Cloud Kitchens: Where innovative tech is the secret ingredient
With over 17 years of experience, Junaid is no stranger to the MENA tech community, having previously worked with the likes of Amazon Web Services, Careem, Fetchr, and noon. He has established the foundations and technology arms for multiple hyperscale organisations, specialising in everything from distributed systems, platform architectures, computer vision-based systems, IoT, and data science. He is a hands-on engineer at heart, and still enjoys writing code for the platforms that he builds.
In addition to driving forward the tech and innovation strategy at kaykroo, Junaid is currently a board member for several multinational technology companies. He also advises and provides consultancy to a number of large corporates, governments, SMEs, and startups across the globe including, the UK, China, and MENA.
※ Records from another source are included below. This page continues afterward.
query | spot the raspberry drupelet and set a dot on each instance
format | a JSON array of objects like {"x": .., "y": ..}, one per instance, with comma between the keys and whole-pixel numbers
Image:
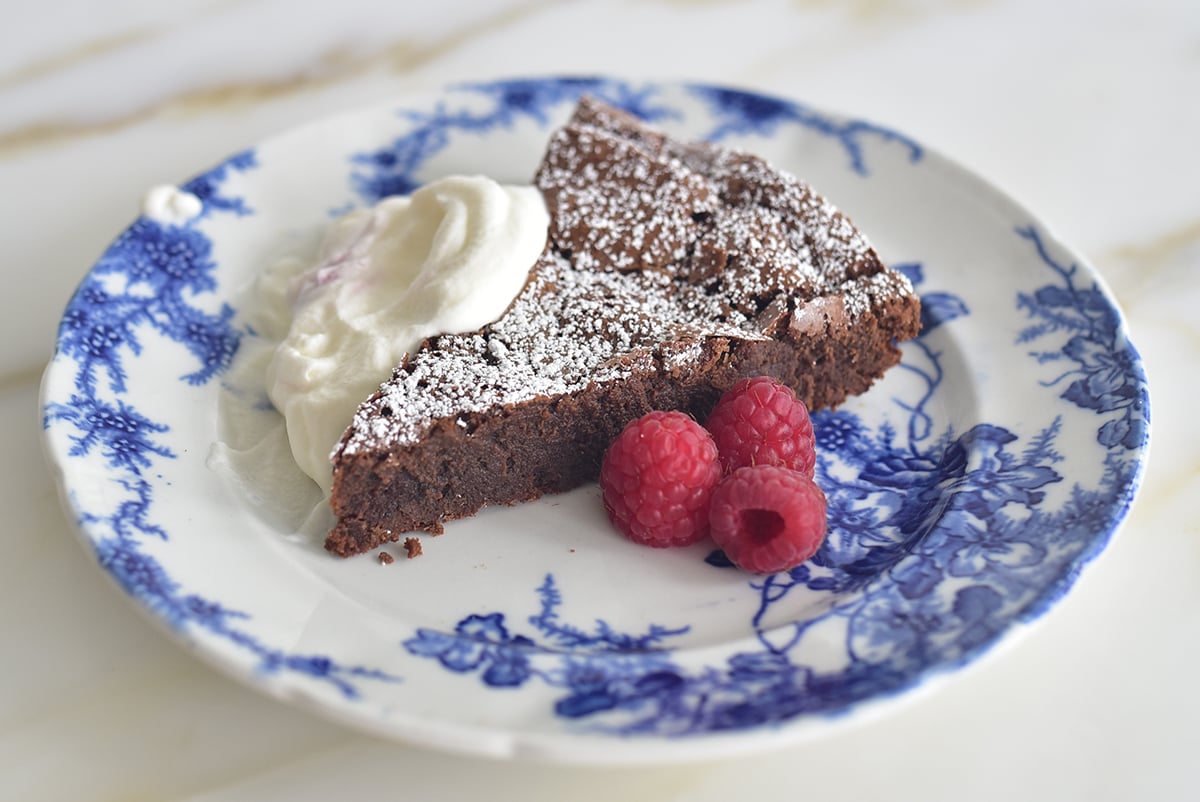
[
  {"x": 657, "y": 479},
  {"x": 761, "y": 422}
]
Connect with and message kaykroo on their MAGNiTT profile
Have you ever been in the kitchen of a bustling restaurant? The ‘Back of House’, with its multiple workstations where dedicated staff simultaneously prepare and present meals for their respective guests can only be described as organised chaos.
When it comes to food delivery, the same rules apply: the food needs to look good, taste good, and adhere to a strict set of hygiene and quality guidelines. While the pressure to wow guests is equally high, the process is substantially different. For one, you can’t rely on excellent service and great ambiance to create an experience. Meals need to be prepared quickly and efficiently – within anywhere from 6 to 12 minutes. The temperature of the food needs to be as if the guest were being served at a restaurant, and packaging must be delivery-friendly to weather the usually bumpy ride of last-mile delivery.
And of course, you only have one chance to make a great impression or risk losing the customer forever.
The Cloud Kitchen difference
Aggregate the workload of multiple restaurant brands and hundreds of menu items into one kitchen and you have what is commonly known in the industry as a cloud kitchen.
Cloud kitchens – also referred to as dark, ghost, or virtual kitchens – house staff, stock (including perishable long- and short-life ingredients), cooking equipment, and have environmentally controlled storage areas. The objective is to prepare precision-crafted culinary delights for remote guests when they order food online with a predictable and consistent level of quality, at scale.
While an industry-standard definition for cloud kitchens does not exist, we at kaykroo define cloud kitchens as a parallel to cloud computing:
Cloud kitchens are technology-driven facilities that provide on-demand resources to efficiently prepare and dispatch high-quality meals at scale. They have the ability to diversify brands and menu offerings, and orchestrate preparation workflows, always aiming to maximise the utilisation of resources including people, space, ingredients, and equipment.
The advantages of Cloud Kitchens
Cloud kitchens have been taking the global F&B industry by storm, and are projected to reach a market size of $71.4B by 2027, according to recent research by Valuates Reports. It’s no wonder that the cloud kitchen movement has taken off globally. But, what’s the ‘secret ingredient’? Cloud kitchens provide a variety of advantages, which include:
● Enabling businesses to produce unique food without making large upfront investments in developing brick and mortar dine-in facilities.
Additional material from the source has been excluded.